The study aimed to investigate the potential role of Rosmarinic acid (RA) in the management of diabetes. RA is an ester of caffeic
acid found in various plants which have reflected beneficial effects on different disorders. In our study design, the normal rats
were treated with different doses of RA to evaluate acute toxicity. Further on the basis of acute toxicity results, two doses of RA were
selected for antidiabetic study on STZ-nicotinamide induced diabetic rats. Diabetic rats were fed 50 and 100 mg/kg body weight of
RA daily for 90 days and weekly measured with certain biochemical parameters, blood glucose, insulin, C-peptide, lipid profiles and
body weight. At the end of the study period, all the group animals were sacrificed and the blood glucose, insulin, C-peptide, and
HbA1c levels were determined in the serum of rats. In addition, histology of pancreas and the expression of glucose transporters
(GLUT 1, 2 and 4) proteins were assessed in skeletal muscles and pancreatic tissues. The overall study result demonstrated that RA
has potentially normalized the elevated blood glucose levels and significantly improved serum insulin, C-peptide and HbA1c levels
thereby reducing cholesterol and bad lipids. Furthermore, the histology result reported recovery in the structural degeneration in
the pancreatic tissues, and the western blot analysis showed the significant increase in the GLUT-2 and GLUT-4 protein expression
in the skeletal and pancreatic tissues. Altogether, we may postulate that the translocation of glucose transporter proteins (GLUT-4)

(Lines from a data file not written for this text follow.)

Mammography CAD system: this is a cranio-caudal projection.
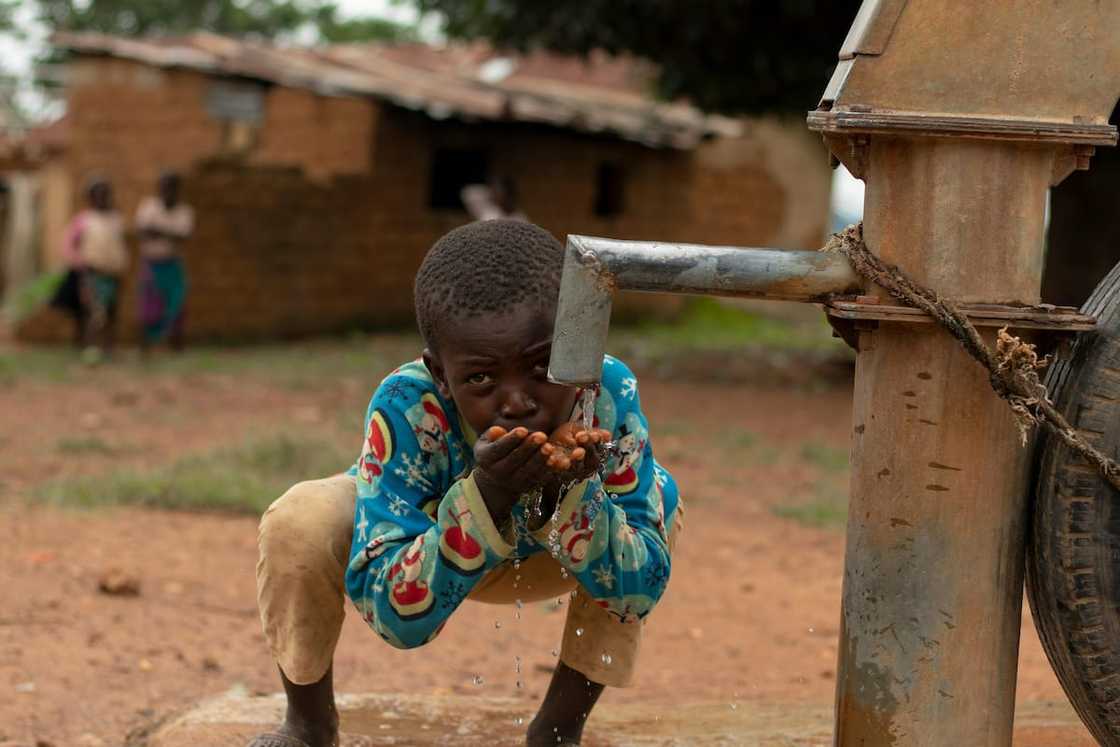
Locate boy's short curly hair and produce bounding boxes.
[413,220,563,346]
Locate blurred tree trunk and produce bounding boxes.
[1043,105,1120,306]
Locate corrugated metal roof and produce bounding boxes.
[52,32,740,149]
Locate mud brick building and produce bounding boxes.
[20,34,829,339]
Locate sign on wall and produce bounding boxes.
[206,81,264,124]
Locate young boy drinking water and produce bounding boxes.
[251,220,683,747]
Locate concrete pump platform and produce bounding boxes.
[142,692,1095,747]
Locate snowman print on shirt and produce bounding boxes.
[404,393,451,477]
[603,412,648,495]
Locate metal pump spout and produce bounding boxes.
[549,235,860,386]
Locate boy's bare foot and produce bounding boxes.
[248,667,338,747]
[525,662,603,747]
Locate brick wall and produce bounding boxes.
[13,58,829,339]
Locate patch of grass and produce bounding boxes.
[3,272,65,323]
[0,333,423,391]
[801,441,848,474]
[55,436,118,456]
[35,435,353,514]
[772,484,848,530]
[0,347,78,386]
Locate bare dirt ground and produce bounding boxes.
[0,342,1084,747]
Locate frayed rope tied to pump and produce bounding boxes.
[821,223,1120,491]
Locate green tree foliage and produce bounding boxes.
[37,0,413,41]
[417,0,859,113]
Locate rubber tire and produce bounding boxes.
[1026,258,1120,747]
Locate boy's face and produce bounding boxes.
[423,304,577,441]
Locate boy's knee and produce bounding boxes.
[258,475,355,561]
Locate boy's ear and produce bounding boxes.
[420,347,452,400]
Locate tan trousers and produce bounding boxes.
[256,475,683,688]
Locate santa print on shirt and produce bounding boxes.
[346,358,676,648]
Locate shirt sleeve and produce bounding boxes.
[533,361,672,622]
[346,377,514,648]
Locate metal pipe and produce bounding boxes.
[549,235,860,386]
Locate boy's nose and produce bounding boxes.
[502,390,538,421]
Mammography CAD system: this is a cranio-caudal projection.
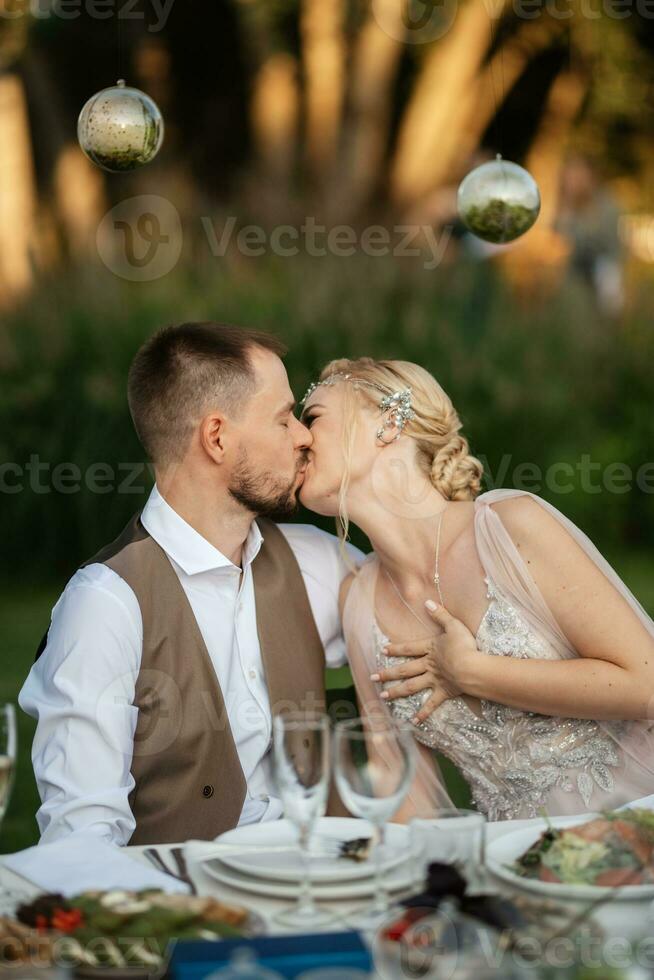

accelerates the insulin-mediated glucose uptake in muscle and adipose tissue. Thus, we may conclude that RA could be the potential
targets for the management of diabetic complications and needs further in depth mechanistic studies at molecular level.

Biography :

Aditya Arya is a Senior Lecturer of Pharmacology at Faculty of Medicine, University of Malaya, Kuala Lumpur, Malaysia. He has received PhD in Pharmacology from the
University of Malaya and have published over 30 peer-reviewed papers in reputed Journals. He has been serving as a reviewer for many ISI Journals including editorial
board member.His research emphasizes on cellular and molecular Pharmacology, specifically to evaluate the co-relationship between inflammation, cancer and diabetes.
He is expert in designing, development and mechanistic prediction of drug molecules on the living system and theirrole on G-protein-coupled receptors in islet function and
stimulus-response coupling in mouse and human islet β-cells. Moreover, to detect and identify novel insulin secretagogues.